Open guanjiayi opened 3 months ago

guanjiayi commented 3 months ago

Hello. After training the model for a period, I conducted online testing by calling the environment. However, when I called env.reset() for the second time, it prompted that the current MetaDrive instance was corrupted and suggested calling env.close() before env.reset(). Nevertheless, even after calling env.close() before env.reset(), the problem still persisted.

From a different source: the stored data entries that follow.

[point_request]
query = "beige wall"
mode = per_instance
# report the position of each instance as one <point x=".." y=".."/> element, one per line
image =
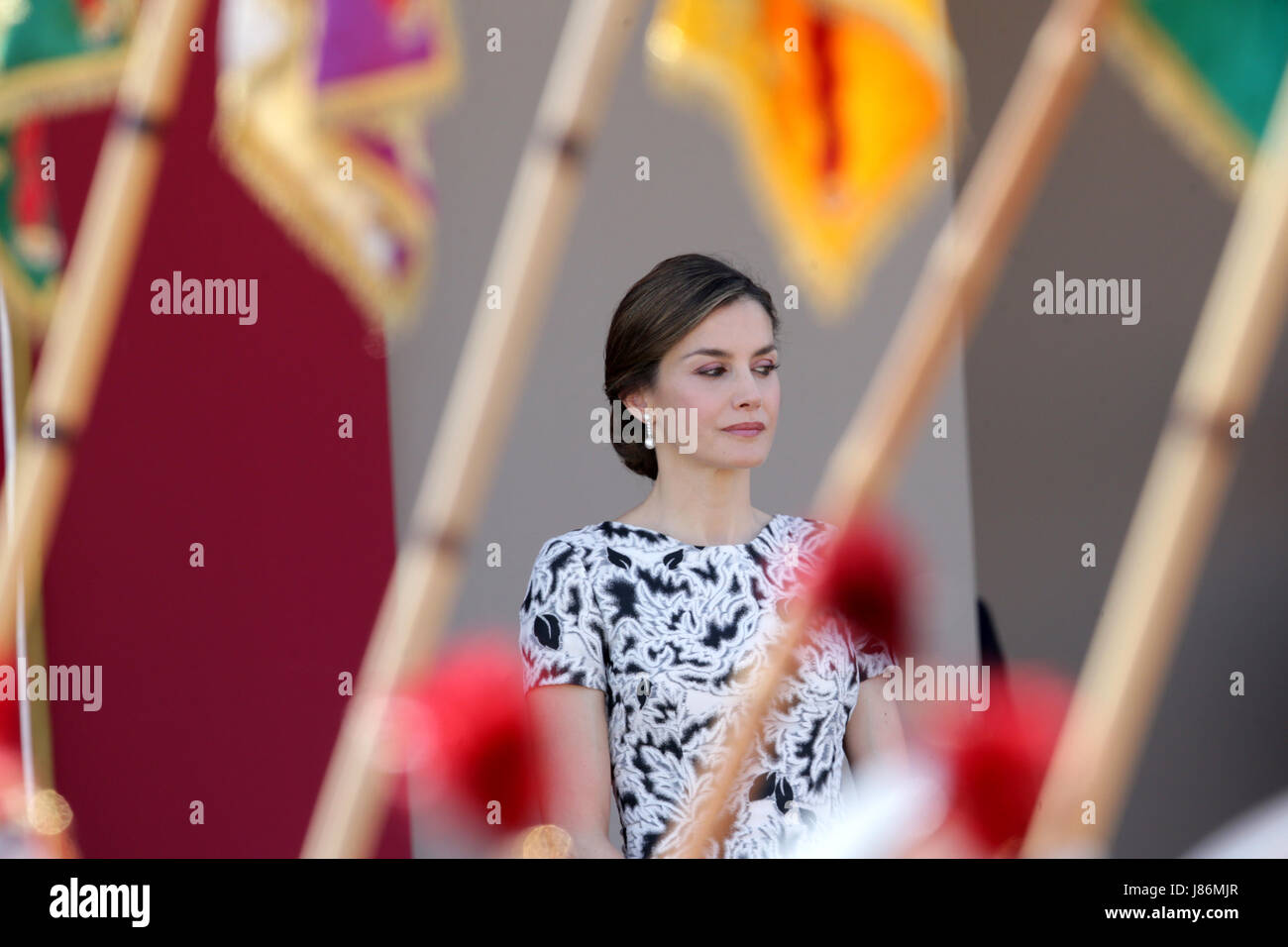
<point x="1065" y="412"/>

The error message is as follows.

Traceback (most recent call last):
  File "train_eval.py", line 14, in <module>
    jaynes.run(thunk)
  File "/home/******/.conda/envs/diffuser_safe_v03/lib/python3.8/site-packages/jaynes/jaynes.py", line 280, in run
    return fn(*args, **kwargs)
  File "/home/******/.conda/envs/diffuser_safe_v03/lib/python3.8/site-packages/ml_logger/__init__.py", line 220, in thunk
    raise e
  File "/home/******/.conda/envs/diffuser_safe_v03/lib/python3.8/site-packages/ml_logger/__init__.py", line 203, in thunk
    results = fn(*(args or ARGS), **_KWARGS)
  File "/home/******/opt/diffusion/diffuser_safe_v03/scripts/train_eval.py", line 196, in main
    trainer.train(n_train_steps=Config.n_steps_per_epoch, wandb_flag=Config.wandb)
  File "/home/******/opt/diffusion/diffuser_safe_v03/diffuser/utils/training_eval.py", line 280, in train
    rewards_mean, rewards_std, costs_mean, costs_std, normalize_reward_mean, normalize_cost_mean, normalize_reward_std, normalize_cost_std = self.on_eval()
  File "/home/******/opt/diffusion/diffuser_safe_v03/diffuser/utils/training_eval.py", line 145, in on_eval
    obs_list = [env.reset()[0] for env in self.env_list]
  File "/home/******/opt/diffusion/diffuser_safe_v03/diffuser/utils/training_eval.py", line 145, in <listcomp>
    obs_list = [env.reset()[0] for env in self.env_list]
  File "/home/******/.conda/envs/diffuser_safe_v03/lib/python3.8/site-packages/gym/wrappers/time_limit.py", line 68, in reset
    return self.env.reset(**kwargs)
  File "/home/******/.conda/envs/diffuser_safe_v03/lib/python3.8/site-packages/gym/wrappers/order_enforcing.py", line 42, in reset
    return self.env.reset(**kwargs)
  File "/home/******/.conda/envs/diffuser_safe_v03/lib/python3.8/site-packages/gym/wrappers/env_checker.py", line 45, in reset
    return env_reset_passive_checker(self.env, **kwargs)
  File "/home/******/.conda/envs/diffuser_safe_v03/lib/python3.8/site-packages/gym/utils/passive_env_checker.py", line 192, in env_reset_passive_checker
    result = env.reset(**kwargs)
  File "/home/******/opt/diffusion/diffuser_safe_v03/DSRL/dsrl/offline_metadrive/gym_envs.py", line 45, in reset
    return super().reset(force_seed=seed), {}
  File "/home/******/.conda/envs/diffuser_safe_v03/lib/python3.8/site-packages/metadrive/envs/safe_metadrive_env.py", line 34, in reset
    return super(SafeMetaDriveEnv, self).reset(*args, **kwargs)
  File "/home/******/.conda/envs/diffuser_safe_v03/lib/python3.8/site-packages/metadrive/envs/base_env.py", line 336, in reset
    raise ValueError(
ValueError: Current MetaDrive instance is broken. Please make sure there is only one active MetaDrive environment exists in one process. You can try to call env.close() and then call env.reset() to rescue this environment. However, a better and safer solution is to check the singleton of MetaDrive and restart your program.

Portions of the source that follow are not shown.